To have a definite reading list for the Drama and Performance course isn’t easy.

The Drama and Performance course at University of Worcester is very unique due to the diverse range of modules you can choose to do.

Modules vary from singing, dance and physical theatre to staging plays, production and meaning and contemporary TV drama!

Below I’ve chosen a select few that I feel apply to the mandatory modules as well as some of the optional ones…

  1. Leach, R., (2008) Theatre Studies: the basics Routledge, Oxfordshire

    This is a definite must read for any drama course.

    It covers performance, text, history, acting, directing and the audience. Though it doesn’t go into huge specifics, it is what it says on the cover ‘The Basics.’

    It gives nice overviews of each section backed up with practitioners and playwrights some of which you may come across on the drama course here at Worcester!


  1. Callery, D. (2001) ‘Through the Body: A Practical Guide to Physical Theatre.’ Nick Hern Books, London.

    Through the Body by Dymphna Callery is a book which has come up a lot over the last two years, though this is because of the physical theater and dance modules I chose to do in my second year as well as the devising module I did in first year.

    It’s a good book to understand how our bodies create performance and how we can rely on body language and movement rather than words to create and produce theatre.

    In physical theatre there ‘is a greater emphasis on exploiting the power of suggestion; environments and worlds are created onstage by actors and design elements provoke the imaginations of the spectators…’ (Callery, 2001:p5).


  1. Auslander, P. (2008) Theory for Performance Studies: A Student’s Guide, London, Taylor & Francis.

    This book by Philip Auslander isn’t necessarily an easy read, but it’s definitely an interesting one. A lot of the modules on the drama course at Worcester require theory to back up the practical assessment and the written assessment requires this theory.

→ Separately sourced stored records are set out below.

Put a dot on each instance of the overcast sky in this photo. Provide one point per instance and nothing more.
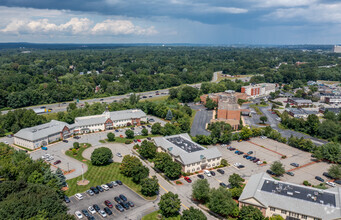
(171, 21)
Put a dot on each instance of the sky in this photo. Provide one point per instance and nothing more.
(171, 21)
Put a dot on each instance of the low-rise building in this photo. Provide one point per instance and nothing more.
(44, 134)
(291, 201)
(259, 89)
(189, 154)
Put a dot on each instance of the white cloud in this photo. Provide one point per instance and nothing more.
(282, 3)
(77, 26)
(118, 27)
(316, 13)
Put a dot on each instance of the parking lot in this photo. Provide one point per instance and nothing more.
(266, 150)
(140, 203)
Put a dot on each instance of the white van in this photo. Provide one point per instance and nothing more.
(208, 173)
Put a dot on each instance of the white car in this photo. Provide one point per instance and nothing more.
(79, 196)
(208, 173)
(79, 214)
(105, 187)
(102, 213)
(92, 210)
(331, 184)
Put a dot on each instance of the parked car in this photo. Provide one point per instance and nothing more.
(117, 199)
(220, 171)
(66, 199)
(295, 164)
(124, 199)
(331, 184)
(90, 192)
(108, 211)
(85, 213)
(94, 189)
(119, 207)
(91, 210)
(290, 173)
(102, 213)
(78, 214)
(319, 178)
(105, 187)
(99, 188)
(188, 179)
(207, 173)
(327, 175)
(108, 203)
(200, 176)
(223, 185)
(96, 207)
(79, 196)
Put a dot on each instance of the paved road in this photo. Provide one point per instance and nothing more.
(201, 118)
(274, 124)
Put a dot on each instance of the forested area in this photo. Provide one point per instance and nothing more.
(29, 189)
(49, 76)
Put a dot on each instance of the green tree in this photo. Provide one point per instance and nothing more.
(235, 180)
(250, 213)
(245, 133)
(335, 171)
(111, 136)
(76, 145)
(192, 213)
(169, 204)
(156, 128)
(144, 132)
(201, 190)
(278, 168)
(101, 156)
(149, 186)
(129, 133)
(169, 115)
(221, 201)
(147, 149)
(263, 119)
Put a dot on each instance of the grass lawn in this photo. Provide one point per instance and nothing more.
(156, 99)
(98, 175)
(153, 216)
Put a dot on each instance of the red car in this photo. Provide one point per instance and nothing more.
(108, 203)
(188, 179)
(57, 162)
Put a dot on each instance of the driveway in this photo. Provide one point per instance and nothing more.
(201, 118)
(141, 205)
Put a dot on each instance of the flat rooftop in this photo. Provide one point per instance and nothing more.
(303, 193)
(184, 144)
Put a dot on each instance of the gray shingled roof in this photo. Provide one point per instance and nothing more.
(41, 131)
(253, 190)
(186, 157)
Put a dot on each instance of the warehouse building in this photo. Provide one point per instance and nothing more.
(289, 200)
(42, 135)
(189, 154)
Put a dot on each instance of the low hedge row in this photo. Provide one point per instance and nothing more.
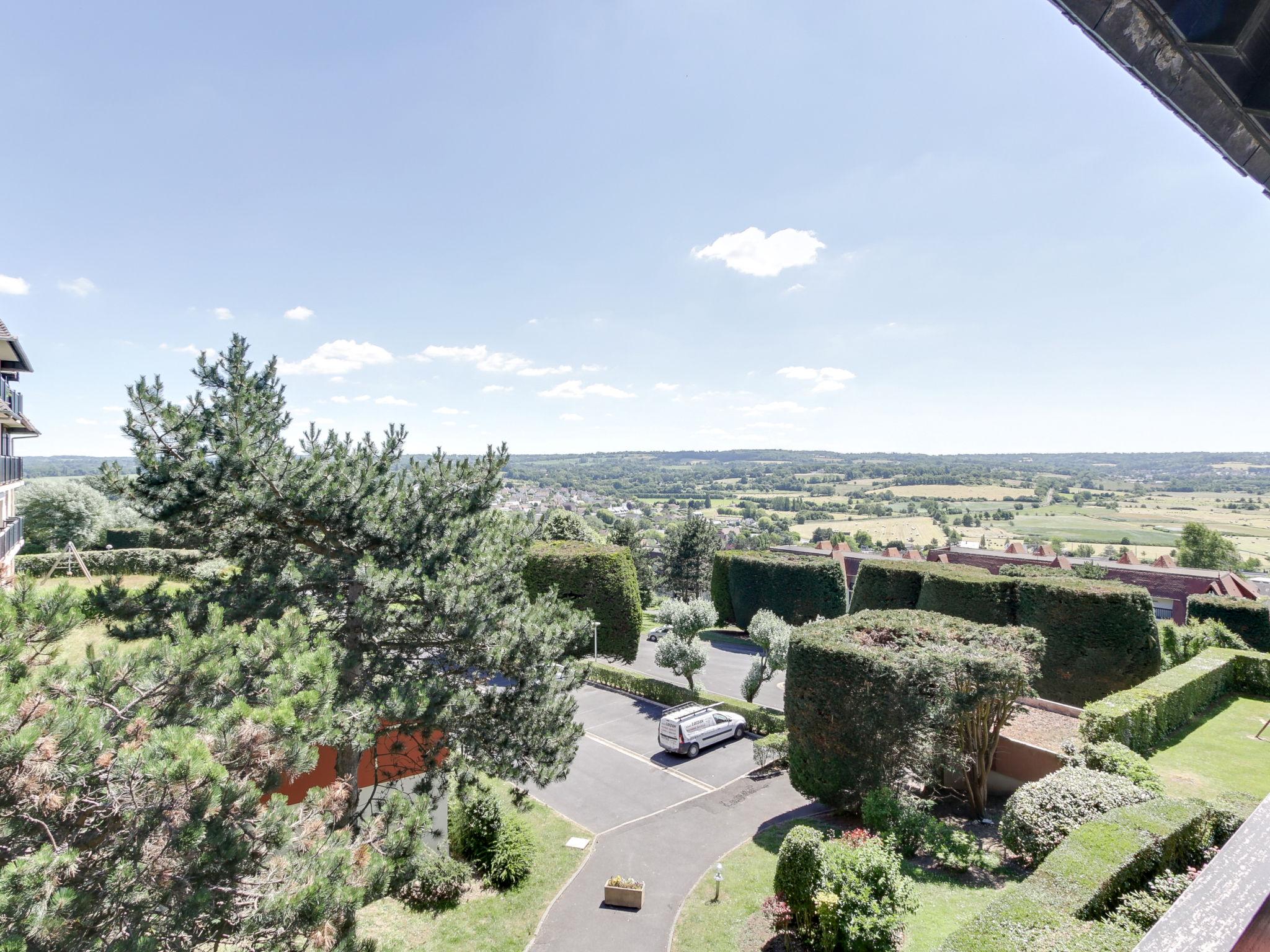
(173, 563)
(797, 588)
(1145, 715)
(1248, 619)
(597, 579)
(1055, 908)
(763, 720)
(1100, 637)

    Therefore, this book is always good to have a look at when you want to relate a performance ideology to a theory or theorist.


  1. Milling, J., (2005) Devising Theatre: a critical history Palgrave Macmillan, USA.

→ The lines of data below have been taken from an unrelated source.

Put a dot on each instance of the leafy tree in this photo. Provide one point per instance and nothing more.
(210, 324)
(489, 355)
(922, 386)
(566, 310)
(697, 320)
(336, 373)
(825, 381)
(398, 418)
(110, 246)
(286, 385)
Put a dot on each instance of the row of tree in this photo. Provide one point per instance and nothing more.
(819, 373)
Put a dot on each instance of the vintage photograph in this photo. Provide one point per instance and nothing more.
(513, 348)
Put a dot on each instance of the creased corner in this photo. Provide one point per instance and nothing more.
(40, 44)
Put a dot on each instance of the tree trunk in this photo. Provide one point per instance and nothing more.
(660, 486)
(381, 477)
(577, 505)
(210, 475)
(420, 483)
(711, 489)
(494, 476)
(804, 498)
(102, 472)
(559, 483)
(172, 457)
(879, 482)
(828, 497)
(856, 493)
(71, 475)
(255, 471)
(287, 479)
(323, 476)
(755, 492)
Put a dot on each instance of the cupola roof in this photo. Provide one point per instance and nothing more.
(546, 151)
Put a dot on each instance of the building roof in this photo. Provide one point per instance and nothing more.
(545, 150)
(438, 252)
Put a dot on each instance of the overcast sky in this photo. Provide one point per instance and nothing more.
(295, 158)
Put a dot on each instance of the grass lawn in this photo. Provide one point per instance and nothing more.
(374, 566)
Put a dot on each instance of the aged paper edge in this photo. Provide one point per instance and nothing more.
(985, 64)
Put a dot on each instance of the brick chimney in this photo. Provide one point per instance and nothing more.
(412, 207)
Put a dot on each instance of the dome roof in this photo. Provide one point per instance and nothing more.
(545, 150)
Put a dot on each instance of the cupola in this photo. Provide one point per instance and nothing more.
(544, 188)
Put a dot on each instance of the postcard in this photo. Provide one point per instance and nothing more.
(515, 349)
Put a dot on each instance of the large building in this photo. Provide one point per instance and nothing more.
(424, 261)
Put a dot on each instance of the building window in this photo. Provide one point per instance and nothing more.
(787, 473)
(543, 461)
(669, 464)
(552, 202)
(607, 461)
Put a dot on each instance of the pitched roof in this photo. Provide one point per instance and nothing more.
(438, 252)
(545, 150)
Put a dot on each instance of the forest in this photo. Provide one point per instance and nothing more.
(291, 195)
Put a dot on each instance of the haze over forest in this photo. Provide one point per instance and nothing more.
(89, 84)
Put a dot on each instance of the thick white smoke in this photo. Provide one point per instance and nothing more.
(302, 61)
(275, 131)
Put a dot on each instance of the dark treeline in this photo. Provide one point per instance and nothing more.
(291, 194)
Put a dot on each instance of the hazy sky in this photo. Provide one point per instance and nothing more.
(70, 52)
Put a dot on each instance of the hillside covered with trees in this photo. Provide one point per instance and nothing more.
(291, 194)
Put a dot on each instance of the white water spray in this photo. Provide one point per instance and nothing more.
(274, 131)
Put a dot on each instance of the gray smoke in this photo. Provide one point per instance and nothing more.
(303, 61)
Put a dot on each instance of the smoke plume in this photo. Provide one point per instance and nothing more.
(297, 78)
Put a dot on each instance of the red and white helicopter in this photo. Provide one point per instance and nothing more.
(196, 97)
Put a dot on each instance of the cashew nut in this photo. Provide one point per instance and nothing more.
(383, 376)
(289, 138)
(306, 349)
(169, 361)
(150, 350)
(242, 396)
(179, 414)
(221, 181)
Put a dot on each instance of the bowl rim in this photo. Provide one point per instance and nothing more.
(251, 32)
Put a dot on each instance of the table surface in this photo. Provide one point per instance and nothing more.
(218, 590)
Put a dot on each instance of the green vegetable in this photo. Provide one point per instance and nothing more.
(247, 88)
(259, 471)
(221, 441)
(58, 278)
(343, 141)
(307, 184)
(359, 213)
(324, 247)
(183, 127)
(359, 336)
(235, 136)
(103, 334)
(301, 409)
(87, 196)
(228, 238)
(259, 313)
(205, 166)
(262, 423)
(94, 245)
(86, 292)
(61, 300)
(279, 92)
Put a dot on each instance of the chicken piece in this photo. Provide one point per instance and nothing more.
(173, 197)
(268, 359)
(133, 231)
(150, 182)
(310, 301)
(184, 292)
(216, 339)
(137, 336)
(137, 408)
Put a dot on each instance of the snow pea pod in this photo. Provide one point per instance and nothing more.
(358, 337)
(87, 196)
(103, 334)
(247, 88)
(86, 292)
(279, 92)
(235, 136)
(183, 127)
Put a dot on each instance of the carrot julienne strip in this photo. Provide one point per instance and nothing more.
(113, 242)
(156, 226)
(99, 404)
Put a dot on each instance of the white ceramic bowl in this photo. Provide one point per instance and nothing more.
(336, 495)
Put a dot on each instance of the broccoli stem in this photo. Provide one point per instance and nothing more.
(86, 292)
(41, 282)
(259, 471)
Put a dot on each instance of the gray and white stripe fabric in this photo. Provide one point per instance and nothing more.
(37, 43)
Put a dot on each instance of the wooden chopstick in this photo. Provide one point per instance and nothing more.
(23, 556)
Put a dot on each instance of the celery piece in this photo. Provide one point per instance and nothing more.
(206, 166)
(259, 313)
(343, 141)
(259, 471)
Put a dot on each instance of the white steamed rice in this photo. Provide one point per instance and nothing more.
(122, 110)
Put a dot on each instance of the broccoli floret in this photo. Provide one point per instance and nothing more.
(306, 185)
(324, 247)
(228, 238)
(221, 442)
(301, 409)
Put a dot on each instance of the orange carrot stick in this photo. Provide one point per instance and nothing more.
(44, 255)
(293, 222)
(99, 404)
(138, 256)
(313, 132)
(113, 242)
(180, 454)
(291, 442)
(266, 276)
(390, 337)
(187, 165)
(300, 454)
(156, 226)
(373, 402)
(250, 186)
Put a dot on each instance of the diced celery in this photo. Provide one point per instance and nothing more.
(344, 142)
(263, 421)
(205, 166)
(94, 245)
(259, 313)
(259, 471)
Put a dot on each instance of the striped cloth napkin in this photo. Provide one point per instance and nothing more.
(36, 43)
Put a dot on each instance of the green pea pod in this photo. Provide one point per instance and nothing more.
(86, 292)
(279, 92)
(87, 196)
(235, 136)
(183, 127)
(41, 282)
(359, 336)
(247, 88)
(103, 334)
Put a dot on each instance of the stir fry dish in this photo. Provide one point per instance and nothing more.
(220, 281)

    The Drama and Performance course requires a lot of devising.

    For each module you do you’ll be required to create a performance based on the theory and techniques you have learnt throughout the module.

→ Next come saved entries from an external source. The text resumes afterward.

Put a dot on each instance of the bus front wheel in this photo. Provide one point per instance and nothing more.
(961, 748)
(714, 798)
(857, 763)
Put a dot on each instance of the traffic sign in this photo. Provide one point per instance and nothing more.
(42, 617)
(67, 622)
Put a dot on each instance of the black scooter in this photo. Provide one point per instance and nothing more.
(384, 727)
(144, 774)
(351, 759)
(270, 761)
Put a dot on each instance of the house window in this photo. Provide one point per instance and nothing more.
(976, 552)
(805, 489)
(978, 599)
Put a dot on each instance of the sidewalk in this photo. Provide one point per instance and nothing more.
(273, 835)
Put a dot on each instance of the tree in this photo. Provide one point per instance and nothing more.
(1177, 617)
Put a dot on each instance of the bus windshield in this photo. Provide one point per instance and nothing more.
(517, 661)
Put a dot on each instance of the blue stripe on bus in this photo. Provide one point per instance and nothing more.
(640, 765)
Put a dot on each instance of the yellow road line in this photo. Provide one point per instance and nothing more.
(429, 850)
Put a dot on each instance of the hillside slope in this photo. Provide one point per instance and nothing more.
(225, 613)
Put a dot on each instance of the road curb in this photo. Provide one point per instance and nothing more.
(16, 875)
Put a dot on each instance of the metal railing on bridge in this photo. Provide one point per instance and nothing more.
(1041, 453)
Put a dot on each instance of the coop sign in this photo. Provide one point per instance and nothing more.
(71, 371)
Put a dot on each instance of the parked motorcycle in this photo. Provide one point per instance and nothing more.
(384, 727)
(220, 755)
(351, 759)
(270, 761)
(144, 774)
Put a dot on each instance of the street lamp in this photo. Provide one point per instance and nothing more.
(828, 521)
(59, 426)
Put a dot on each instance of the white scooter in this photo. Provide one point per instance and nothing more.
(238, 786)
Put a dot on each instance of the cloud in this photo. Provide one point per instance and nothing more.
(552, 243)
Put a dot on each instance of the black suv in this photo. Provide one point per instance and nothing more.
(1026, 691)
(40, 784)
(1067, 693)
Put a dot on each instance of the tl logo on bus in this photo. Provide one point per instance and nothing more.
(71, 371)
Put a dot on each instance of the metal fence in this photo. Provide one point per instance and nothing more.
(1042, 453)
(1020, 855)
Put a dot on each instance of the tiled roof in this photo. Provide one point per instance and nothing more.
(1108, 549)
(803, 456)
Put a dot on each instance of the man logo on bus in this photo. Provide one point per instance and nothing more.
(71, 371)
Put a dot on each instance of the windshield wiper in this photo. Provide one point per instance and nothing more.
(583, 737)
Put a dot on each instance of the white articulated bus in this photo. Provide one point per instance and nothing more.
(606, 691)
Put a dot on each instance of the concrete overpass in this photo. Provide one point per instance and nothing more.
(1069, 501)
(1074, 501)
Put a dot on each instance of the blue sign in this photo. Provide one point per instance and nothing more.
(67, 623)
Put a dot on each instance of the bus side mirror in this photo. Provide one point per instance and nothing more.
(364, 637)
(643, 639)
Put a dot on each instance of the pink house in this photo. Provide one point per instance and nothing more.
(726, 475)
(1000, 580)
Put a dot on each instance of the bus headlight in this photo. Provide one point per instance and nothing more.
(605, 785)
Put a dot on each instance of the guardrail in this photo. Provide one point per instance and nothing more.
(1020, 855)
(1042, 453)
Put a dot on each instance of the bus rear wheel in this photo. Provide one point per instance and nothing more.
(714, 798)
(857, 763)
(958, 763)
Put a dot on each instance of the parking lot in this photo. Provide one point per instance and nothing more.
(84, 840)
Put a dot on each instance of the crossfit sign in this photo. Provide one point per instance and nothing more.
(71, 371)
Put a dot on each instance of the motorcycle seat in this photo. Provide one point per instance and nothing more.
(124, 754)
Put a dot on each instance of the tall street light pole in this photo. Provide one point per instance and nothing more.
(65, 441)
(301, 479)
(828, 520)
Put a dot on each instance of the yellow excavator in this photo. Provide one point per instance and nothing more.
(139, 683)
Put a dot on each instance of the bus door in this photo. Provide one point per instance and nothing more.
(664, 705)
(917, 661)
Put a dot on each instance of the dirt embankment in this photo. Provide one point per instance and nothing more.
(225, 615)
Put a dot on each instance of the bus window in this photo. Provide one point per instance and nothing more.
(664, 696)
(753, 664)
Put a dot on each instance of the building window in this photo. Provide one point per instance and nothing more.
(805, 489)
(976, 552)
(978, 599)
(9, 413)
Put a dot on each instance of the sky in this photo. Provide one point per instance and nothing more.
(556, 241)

    This book is great for a starting place if you’re struggling on how to start a devised piece.


  1. Bogart, A., (2005) TheViewpoints Book: a practical guide to viewpoints and composition Nick Hern Books, London

    The Viewpoints Books by Anne Bogart is a great book to help with the composing of physical performances, be it devised movement, physical theatre or dance.

    It gives improvisation exercises to help structure devising and playing with ideas by giving rules to movement improvisation.